The Correct Answer is B **Explanation for Option B (Correct Answer):** The proper location for journal bearing oil grooves is **as a side relief where the two shells meet (Option B)**. This location is chosen for optimal lubrication distribution without disrupting the formation of the crucial hydrodynamic oil wedge. 1. **Side Relief/Split Line:** The point where the two bearing shells (halves) meet (the split line or side) is typically an area of low pressure and is not part of the primary load-bearing surface. 2. **Distribution:** Placing the groove here allows pressurized oil to enter the bearing and be distributed axially and circumferentially to the non-load-bearing areas.

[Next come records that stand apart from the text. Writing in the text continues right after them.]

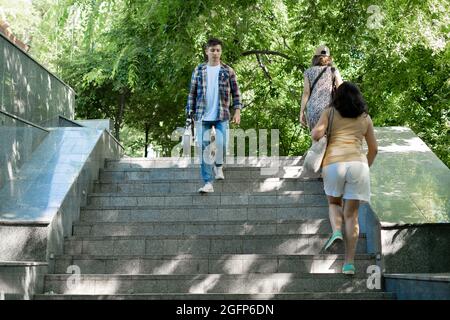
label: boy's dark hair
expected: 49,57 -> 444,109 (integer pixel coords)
206,38 -> 223,48
311,55 -> 333,66
333,81 -> 367,118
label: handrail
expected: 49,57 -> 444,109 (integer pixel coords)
58,114 -> 84,127
0,106 -> 50,132
59,115 -> 125,150
104,129 -> 125,150
0,32 -> 75,93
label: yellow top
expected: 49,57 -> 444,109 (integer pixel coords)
322,108 -> 369,167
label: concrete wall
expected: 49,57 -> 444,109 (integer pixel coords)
0,262 -> 48,300
0,113 -> 48,189
0,128 -> 123,298
0,33 -> 75,127
381,224 -> 450,273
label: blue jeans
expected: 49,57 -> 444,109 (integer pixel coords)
197,120 -> 228,183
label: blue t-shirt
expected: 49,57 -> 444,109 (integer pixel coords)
203,64 -> 220,121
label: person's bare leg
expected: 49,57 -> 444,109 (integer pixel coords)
328,196 -> 344,233
344,200 -> 359,264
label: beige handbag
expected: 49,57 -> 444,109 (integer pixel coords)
303,107 -> 334,173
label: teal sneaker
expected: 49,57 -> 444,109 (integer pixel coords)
342,263 -> 355,275
325,231 -> 344,251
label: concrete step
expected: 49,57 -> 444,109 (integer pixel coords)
55,254 -> 375,274
99,166 -> 317,182
88,191 -> 328,208
33,292 -> 395,300
73,219 -> 332,236
64,234 -> 367,255
80,203 -> 328,222
44,273 -> 379,294
94,178 -> 323,194
105,156 -> 303,169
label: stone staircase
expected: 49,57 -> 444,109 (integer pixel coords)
34,158 -> 392,300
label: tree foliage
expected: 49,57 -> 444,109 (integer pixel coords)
5,0 -> 450,166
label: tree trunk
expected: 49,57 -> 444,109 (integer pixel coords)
114,93 -> 125,141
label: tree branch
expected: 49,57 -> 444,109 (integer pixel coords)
241,50 -> 291,60
256,54 -> 272,82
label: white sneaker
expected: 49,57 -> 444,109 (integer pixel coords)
214,167 -> 225,180
198,182 -> 214,193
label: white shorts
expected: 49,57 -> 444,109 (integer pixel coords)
322,161 -> 370,202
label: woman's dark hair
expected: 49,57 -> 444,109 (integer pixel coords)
206,38 -> 223,48
312,54 -> 333,66
333,81 -> 367,118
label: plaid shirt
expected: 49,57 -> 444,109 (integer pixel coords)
186,63 -> 242,121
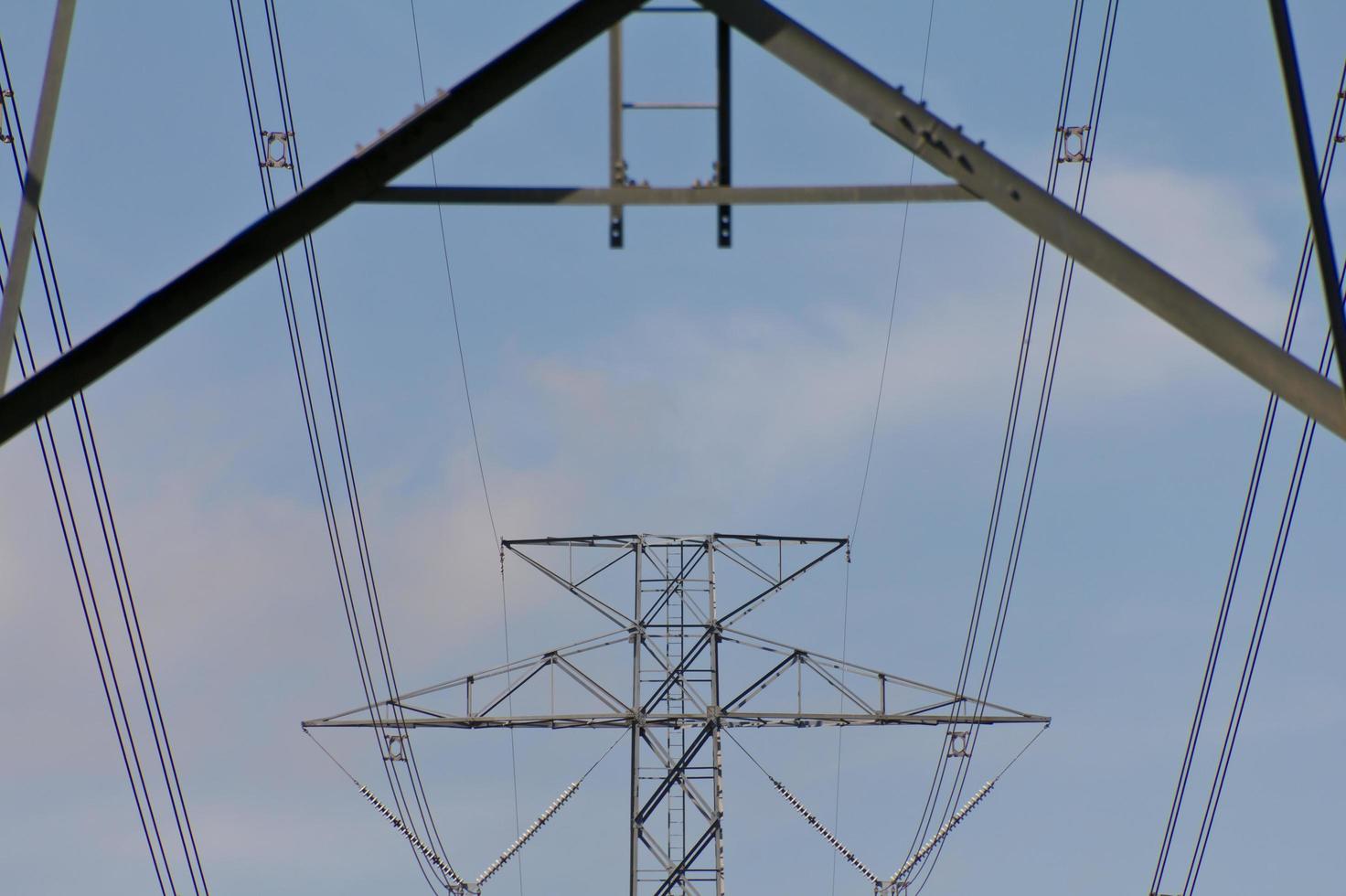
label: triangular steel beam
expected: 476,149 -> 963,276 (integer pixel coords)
697,0 -> 1346,439
0,0 -> 1346,444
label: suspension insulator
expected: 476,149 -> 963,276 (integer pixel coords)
767,775 -> 883,887
359,784 -> 468,892
887,780 -> 996,887
476,782 -> 580,890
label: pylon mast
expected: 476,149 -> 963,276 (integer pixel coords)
304,534 -> 1050,896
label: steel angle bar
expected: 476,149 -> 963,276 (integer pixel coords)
721,628 -> 1044,716
0,0 -> 641,444
363,183 -> 977,206
799,654 -> 875,713
721,541 -> 845,624
552,656 -> 628,711
641,719 -> 715,821
697,0 -> 1346,439
724,654 -> 799,711
654,819 -> 721,896
721,711 -> 1052,728
0,0 -> 75,394
1268,0 -> 1346,385
510,548 -> 636,630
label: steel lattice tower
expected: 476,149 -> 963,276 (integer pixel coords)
304,534 -> 1050,896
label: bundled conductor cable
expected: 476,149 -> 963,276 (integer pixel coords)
363,779 -> 481,892
304,728 -> 471,893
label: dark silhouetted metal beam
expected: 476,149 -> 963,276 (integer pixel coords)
1269,0 -> 1346,400
697,0 -> 1346,439
366,183 -> 976,206
0,0 -> 641,443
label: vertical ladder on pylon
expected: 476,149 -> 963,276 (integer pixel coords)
607,5 -> 733,249
664,545 -> 687,893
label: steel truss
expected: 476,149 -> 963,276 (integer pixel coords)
304,534 -> 1050,896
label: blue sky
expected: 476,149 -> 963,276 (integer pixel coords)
0,0 -> 1346,893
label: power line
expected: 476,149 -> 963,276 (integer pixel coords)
230,0 -> 443,890
832,0 -> 935,896
0,42 -> 208,895
409,0 -> 524,893
913,0 -> 1118,893
1151,57 -> 1346,893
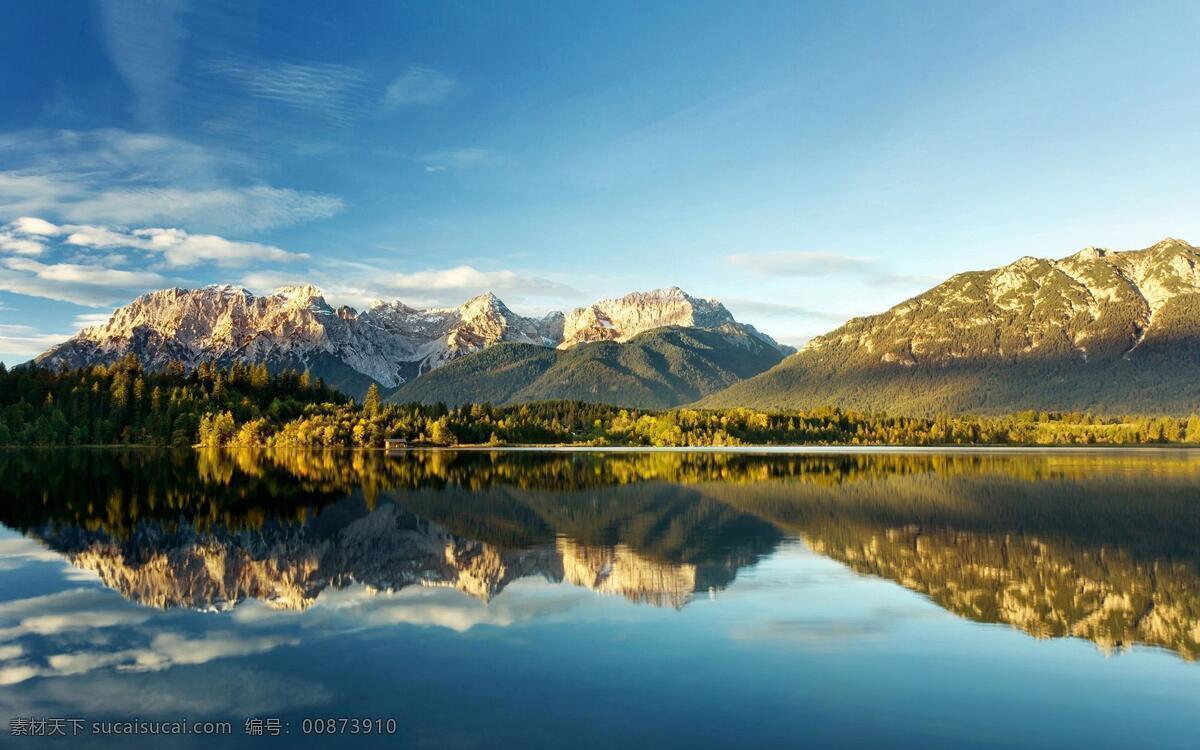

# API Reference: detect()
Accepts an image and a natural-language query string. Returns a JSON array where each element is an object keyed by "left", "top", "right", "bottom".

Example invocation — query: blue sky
[{"left": 0, "top": 0, "right": 1200, "bottom": 364}]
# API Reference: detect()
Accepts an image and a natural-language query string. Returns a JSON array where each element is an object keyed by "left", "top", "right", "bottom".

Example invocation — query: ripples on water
[{"left": 0, "top": 450, "right": 1200, "bottom": 746}]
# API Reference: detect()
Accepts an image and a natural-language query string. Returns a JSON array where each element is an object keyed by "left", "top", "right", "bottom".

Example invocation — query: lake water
[{"left": 0, "top": 450, "right": 1200, "bottom": 749}]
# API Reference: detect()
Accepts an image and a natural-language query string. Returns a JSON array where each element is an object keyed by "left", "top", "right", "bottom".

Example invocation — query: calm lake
[{"left": 0, "top": 450, "right": 1200, "bottom": 750}]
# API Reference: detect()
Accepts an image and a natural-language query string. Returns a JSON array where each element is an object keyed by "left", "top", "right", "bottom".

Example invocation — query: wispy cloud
[
  {"left": 383, "top": 65, "right": 458, "bottom": 110},
  {"left": 721, "top": 299, "right": 846, "bottom": 323},
  {"left": 100, "top": 0, "right": 185, "bottom": 125},
  {"left": 0, "top": 258, "right": 167, "bottom": 307},
  {"left": 726, "top": 251, "right": 934, "bottom": 286},
  {"left": 0, "top": 217, "right": 308, "bottom": 307},
  {"left": 0, "top": 324, "right": 71, "bottom": 356},
  {"left": 59, "top": 219, "right": 308, "bottom": 266},
  {"left": 416, "top": 148, "right": 498, "bottom": 172},
  {"left": 204, "top": 60, "right": 366, "bottom": 122},
  {"left": 0, "top": 130, "right": 343, "bottom": 231}
]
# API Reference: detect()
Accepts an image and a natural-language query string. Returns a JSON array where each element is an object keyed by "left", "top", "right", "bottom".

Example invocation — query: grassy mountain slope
[
  {"left": 390, "top": 328, "right": 780, "bottom": 408},
  {"left": 700, "top": 239, "right": 1200, "bottom": 415}
]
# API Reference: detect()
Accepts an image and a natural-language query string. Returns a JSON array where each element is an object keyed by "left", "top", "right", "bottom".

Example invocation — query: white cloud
[
  {"left": 383, "top": 65, "right": 458, "bottom": 109},
  {"left": 0, "top": 232, "right": 46, "bottom": 256},
  {"left": 0, "top": 258, "right": 167, "bottom": 307},
  {"left": 726, "top": 251, "right": 932, "bottom": 286},
  {"left": 0, "top": 130, "right": 344, "bottom": 235},
  {"left": 12, "top": 216, "right": 61, "bottom": 236},
  {"left": 0, "top": 323, "right": 71, "bottom": 356},
  {"left": 721, "top": 299, "right": 846, "bottom": 323},
  {"left": 205, "top": 60, "right": 365, "bottom": 122},
  {"left": 65, "top": 220, "right": 308, "bottom": 266},
  {"left": 416, "top": 149, "right": 497, "bottom": 172}
]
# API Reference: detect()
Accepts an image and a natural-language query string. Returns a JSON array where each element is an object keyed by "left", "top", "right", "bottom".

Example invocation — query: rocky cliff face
[
  {"left": 36, "top": 286, "right": 774, "bottom": 391},
  {"left": 710, "top": 239, "right": 1200, "bottom": 413},
  {"left": 558, "top": 287, "right": 779, "bottom": 349},
  {"left": 803, "top": 239, "right": 1200, "bottom": 367}
]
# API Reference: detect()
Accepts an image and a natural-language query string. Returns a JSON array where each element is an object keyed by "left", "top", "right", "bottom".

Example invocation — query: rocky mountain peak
[
  {"left": 36, "top": 284, "right": 775, "bottom": 394},
  {"left": 712, "top": 238, "right": 1200, "bottom": 413},
  {"left": 559, "top": 287, "right": 734, "bottom": 348}
]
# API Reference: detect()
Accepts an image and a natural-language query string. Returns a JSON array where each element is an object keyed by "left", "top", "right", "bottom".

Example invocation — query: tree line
[{"left": 0, "top": 355, "right": 1200, "bottom": 448}]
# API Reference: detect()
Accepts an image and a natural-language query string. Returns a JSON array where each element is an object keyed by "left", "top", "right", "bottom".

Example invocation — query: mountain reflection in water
[{"left": 0, "top": 450, "right": 1200, "bottom": 660}]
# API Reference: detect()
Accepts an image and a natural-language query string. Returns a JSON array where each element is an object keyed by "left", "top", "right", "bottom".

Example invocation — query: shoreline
[{"left": 7, "top": 443, "right": 1200, "bottom": 456}]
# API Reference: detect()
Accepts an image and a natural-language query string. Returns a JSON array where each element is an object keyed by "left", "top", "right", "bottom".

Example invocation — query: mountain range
[
  {"left": 36, "top": 239, "right": 1200, "bottom": 415},
  {"left": 35, "top": 286, "right": 790, "bottom": 406},
  {"left": 701, "top": 239, "right": 1200, "bottom": 415}
]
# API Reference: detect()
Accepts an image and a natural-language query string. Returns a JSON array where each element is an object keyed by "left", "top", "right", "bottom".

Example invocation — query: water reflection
[{"left": 0, "top": 451, "right": 1200, "bottom": 660}]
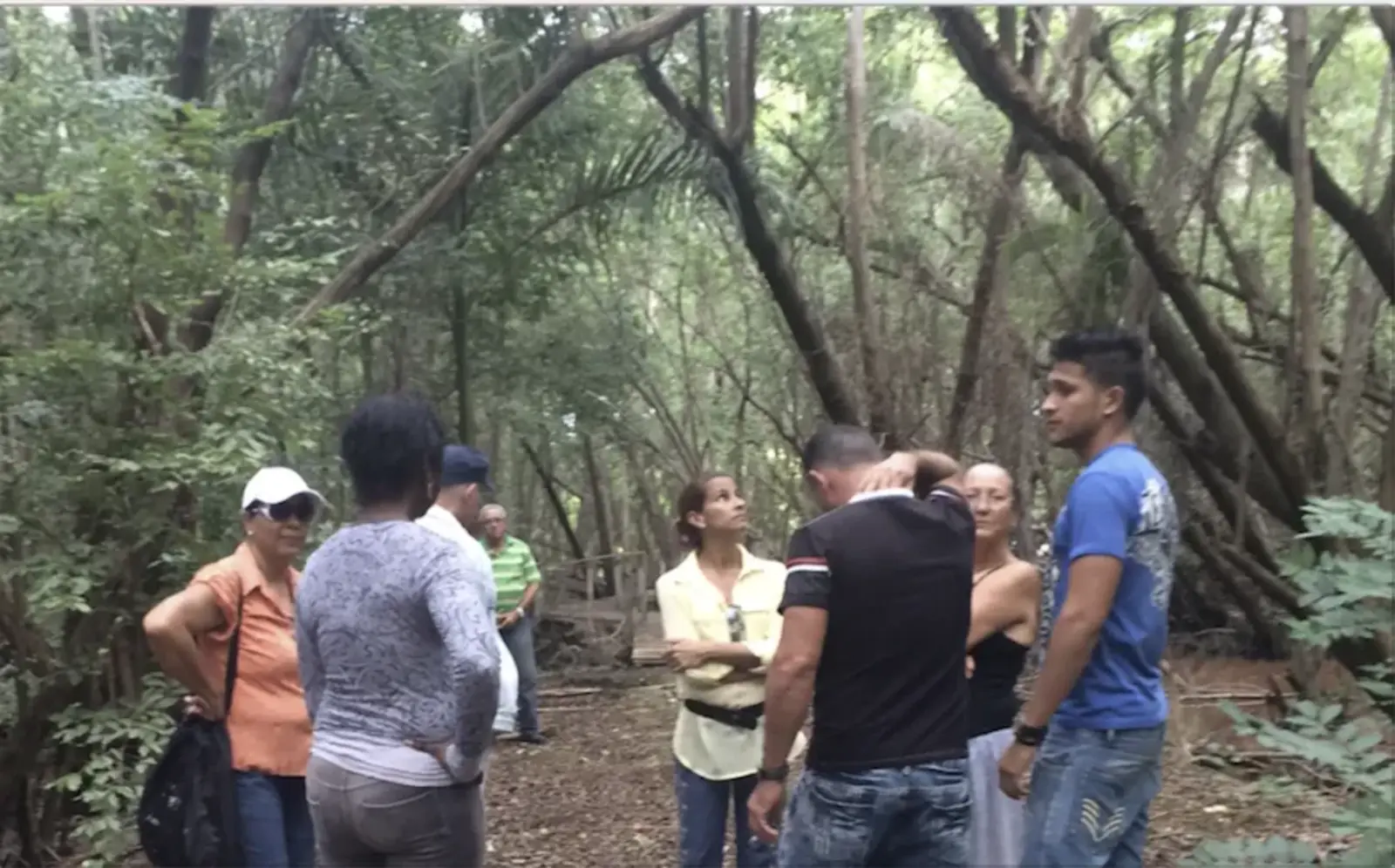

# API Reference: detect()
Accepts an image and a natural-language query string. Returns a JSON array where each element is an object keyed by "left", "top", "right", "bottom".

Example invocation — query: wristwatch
[
  {"left": 756, "top": 763, "right": 790, "bottom": 783},
  {"left": 1013, "top": 720, "right": 1046, "bottom": 748}
]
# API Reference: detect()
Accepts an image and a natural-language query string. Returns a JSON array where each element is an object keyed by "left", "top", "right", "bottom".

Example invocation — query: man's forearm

As the journal rotates, this oil is then dragged into the converging wedge area (where the pressure is built up) to form the hydrodynamic film. 3. **Preventing Film Failure:** Grooves placed at the split line act as feed channels but do not interfere with the high-pressure zone, ensuring that the necessary hydrodynamic oil film pressure is maintained. **Explanation of Incorrect Options:** * **A) in the region of the load bearing surface:** This is incorrect. The load-bearing surface is where the hydrodynamic pressure is highest. Placing a groove here would vent the high pressure, cause the oil film to rupture, and lead to metal-to-metal contact, resulting in failure (scoring or wiping). * **C) halfway between bottom and where shells meet:** While this area is outside the absolute maximum pressure zone (which is typically slightly offset from the bottom center), it still falls within the main pressure-generating region. Placing a continuous groove here would significantly disrupt the pressure buildup needed for proper hydrodynamic lubrication. * **D) at the bottom of the bearing:** This is the primary region of the maximum steady load (especially in horizontal shafts). Placing a groove directly at the bottom center would entirely interrupt the hydrodynamic wedge, immediately dropping the pressure to zero and causing catastrophic failure of the bearing film.